His assault on Italy's Giorgio Chiellini was punished by a global ban from football, which even prevented him from being officially presented after he signed.
That also kept him from training with his team-mates for the first few weeks after he joined the Catalan giants.
“The FIFA sanction is shameful. They have no sensitivity towards the fans. They might as well handcuff him and throw him in Guantanamo,” said Diego Maradona on his TV show De Zurda (h/t the Guardian).
Barcelona manager Luis Enrique used the same prison camp analogy when the striker was finally allowed to link up with his team-mates, as he explained in his book. Suarez wrote:
"It wasn't the most orthodox of presentations to the rest of the squad either, the day I was finally allowed to train with the team.
Barcelona's manager Luis Enrique gathered in the players and told them: "Well, they have finally got him out of Guantanamo to be here with us today for training..."
Everyone applauded the released prisoner, and I did my best not to look too embarrassed about being the centre of attention.
"
Suarez eventually made his debut on 25 October 2014 and, similarly in his style, it wasn't a home game against a lesser club, it was a blockbuster clash with Real Madrid at the Santiago Bernabeu.

It started in perfect fashion, with the forward teeing up Neymar to open the scoring, but Barcelona did not play well and ultimately lost 3-1, with Suarez subbed off after 69 minutes.
“I’m happy to be back playing. It’s a big relief and I’m happy the time has passed,” Suarez said, per Sid Lowe of the Guardian. “It’s a bittersweet feeling because of the result."
This was just the beginning of a difficult spell for Suarez. Many questioned whether Barcelona were right to buy him and mocked the idea of him working well with Lionel Messi and Neymar up front.
Too many big egos mused talking heads, who thought the MSN combination couldn’t possibly gel and that he wasn’t worth the £75 million fee paid to Liverpool.
For weeks, it seemed like they were right. Suarez played on the right wing, Neymar on the left, with Messi as a false nine.
But it wasn’t working. The Uruguayan is an authentic killer in the box, a real No. 9, and Messi saw that. His decision to encourage his team-mate to play in the centre while the Argentine started on the right—which initially happened midway through a Champions League clash with Ajax on 5 November 2014—was the key to the start of the MSN’s fruition as one of the most impressive attacking units ever to exist.
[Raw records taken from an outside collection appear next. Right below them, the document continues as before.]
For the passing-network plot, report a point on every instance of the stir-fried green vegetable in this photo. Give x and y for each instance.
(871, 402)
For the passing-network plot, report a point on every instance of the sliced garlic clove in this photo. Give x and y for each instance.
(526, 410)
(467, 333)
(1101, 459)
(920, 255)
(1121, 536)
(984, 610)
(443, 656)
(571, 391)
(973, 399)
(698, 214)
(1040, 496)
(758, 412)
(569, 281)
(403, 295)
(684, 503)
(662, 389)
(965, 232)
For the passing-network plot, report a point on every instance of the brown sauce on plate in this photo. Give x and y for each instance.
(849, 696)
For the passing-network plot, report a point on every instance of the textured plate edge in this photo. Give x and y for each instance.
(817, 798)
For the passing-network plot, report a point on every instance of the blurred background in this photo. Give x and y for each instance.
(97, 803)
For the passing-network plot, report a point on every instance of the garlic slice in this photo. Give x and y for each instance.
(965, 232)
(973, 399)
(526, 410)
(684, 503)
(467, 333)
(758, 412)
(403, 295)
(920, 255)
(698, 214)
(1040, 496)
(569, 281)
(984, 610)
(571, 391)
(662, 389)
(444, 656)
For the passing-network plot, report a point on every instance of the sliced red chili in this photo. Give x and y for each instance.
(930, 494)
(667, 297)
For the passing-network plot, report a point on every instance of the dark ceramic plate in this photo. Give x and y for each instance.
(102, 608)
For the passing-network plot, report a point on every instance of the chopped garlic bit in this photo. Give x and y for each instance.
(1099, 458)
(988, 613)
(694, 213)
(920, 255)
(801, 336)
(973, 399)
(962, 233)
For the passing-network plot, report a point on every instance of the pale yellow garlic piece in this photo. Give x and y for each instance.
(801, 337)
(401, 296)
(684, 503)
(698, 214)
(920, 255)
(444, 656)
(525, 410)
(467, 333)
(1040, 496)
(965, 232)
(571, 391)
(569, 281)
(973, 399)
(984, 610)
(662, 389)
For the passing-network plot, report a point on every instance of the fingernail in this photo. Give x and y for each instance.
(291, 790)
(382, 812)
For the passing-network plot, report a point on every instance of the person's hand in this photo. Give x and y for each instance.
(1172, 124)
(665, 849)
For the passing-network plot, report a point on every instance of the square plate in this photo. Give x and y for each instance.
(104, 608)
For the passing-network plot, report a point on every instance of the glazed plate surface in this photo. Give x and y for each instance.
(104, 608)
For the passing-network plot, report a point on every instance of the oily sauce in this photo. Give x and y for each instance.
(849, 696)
"One day I was playing up front and I said to Leo, 'let's change position', but Messi told me to stay as a No. 9, and the coach started to put me there for games," explained Suarez, per Josep Capdevila of Sport.
And by the time the second Clasico of the season came around, Suarez—now scoring goals left, right and centre—was ready to pay Barcelona fans back in full for their support.
Barcelona won 2-1 and he won the free-kick for the first goal, which was nodded home by Jeremy Mathieu, before brilliantly converting the second himself.
He glided away from Sergio Ramos and Pepe to reach Dani Alves’ looped ball forward, taking the perfect touch to get it under his control, before lethally lashing it across Iker Casillas and into the far corner.
That was his first truly massive moment as a Barcelona player, and there have been plenty of others since.
Many have argued that Suarez’s arrival earned Barcelona the treble for the first time since Pep Guardiola did it in 2009. They went on to win the UEFA Super Cup and the Club World Cup, before following that up with the league and cup double last season, along with a Spanish Super Cup.
Arguably the biggest goal of his career came in the Champions League final against Juventus, with the score balanced at 1-1, when he nipped in to fire past Gianluigi Buffon and send Barcelona ahead. They won 3-1 in Berlin and won their fifth European Cup.

Suarez is calmer now. Much of the stress of his years in Holland and England is gone. The forward is no longer fighting to make it to the top. Now he is there, with his family, in a place he loves.
In Wright Thompson’s wonderful exploration of Suarez’s murky past on ESPN (contains explicit language), he reaches the conclusion that when Suarez bites, it is a reflexive reaction to fear.
A defence mechanism to stop his wife and children being taken away from him, because football for him became more than a sport. It became his route to seeing the girl he loved again—Sofia, now his wife.
She and their two children were with him last week, as he collected the European Golden Shoe for his goalscoring feats last season before the family invited the rest of the squad and their partners to dinner.

It was partly to celebrate Suarez’s accomplishment but mainly to thank them for their contribution, which earned the forward so many chances to dispatch.
That’s not to say there haven’t been incidents involving Suarez that have drawn attention. Against Atletico Madrid in the Champions League quarter-final first leg last season, he was lucky not to see red when he kicked out at Juanfran and accosted Filipe Luis.
But his behaviour has conformed to general standards accepted both in football and in general. There has been no biting, no accusations of racism. He has the respect of his team-mates and of Spanish football.
That much was demonstrated by the award for best foreign player in La Liga which he earned on Monday night at the league’s gala event in Valencia, voted for by the captains of the 20 clubs.
Suarez says that he will never win the Ballon d’Or firstly because of his profile and then because of Messi, per Sport, but he is on the 30-man shortlist. It wouldn't be a surprise to see him make the podium this year. The dream goes on.